Act Up à Notre-Dame : l'archevêché de Paris veut des garanties
Article rédigé par Communiqué, le 25 octobre 2005

Dans un communiqué, l'archevêché de Paris annonce la poursuite des actions contre les auteurs de la parodie de mariage et des violences commises à Notre-Dame de Paris le 5 juin 2005, afin que de telles atteintes à la liberté religieuse et au libre exercice du culte soient reconnues "comme illégales".

"LE RECTEUR DE NOTRE-DAME, Mgr Patrick Jacquin, avait déposé plainte en juin dernier pour "violences volontaires". À ce jour, les auteurs des violences n'ont pu être identifiés.

"La parodie de mariage et les violences du 5 juin, largement médiatisées, ont scandalisé des dizaines de milliers de personnes, en France et à l'étranger, chrétiens ou non, qui ont adressé de très nombreux messages de soutien à l'archevêché de Paris.

"Cette provocation déplorable a suscité aussi la vive réprobation des plus hautes autorités de l'État et de très nombreux élus de la Nation. Elle a été pour eux l'occasion de réaffirmer leur attachement au respect dû, en toutes circonstances, aux croyances, aux célébrations religieuses et aux lieux de culte. Ces fermes condamnations et rappels étaient nécessaires.

"L'archevêché de Paris remercie à nouveau tous ceux qui se sont ainsi manifestés.
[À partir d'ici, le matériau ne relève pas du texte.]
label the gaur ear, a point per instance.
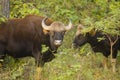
(45, 31)
(92, 32)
"La liberté religieuse, le libre exercice du culte et l'affectation cultuelle des édifices religieux sont reconnus et protégés par le droit tant national que par la Convention européenne des droits de l'homme. Dans cet esprit, le recteur de la cathédrale Notre-Dame de Paris, en sa qualité de desservant, a décidé de poursuivre les actions nécessaires devant les juridictions civiles pour que de telles atteintes soient reconnues comme illégales et attentatoires à ces principes essentiels."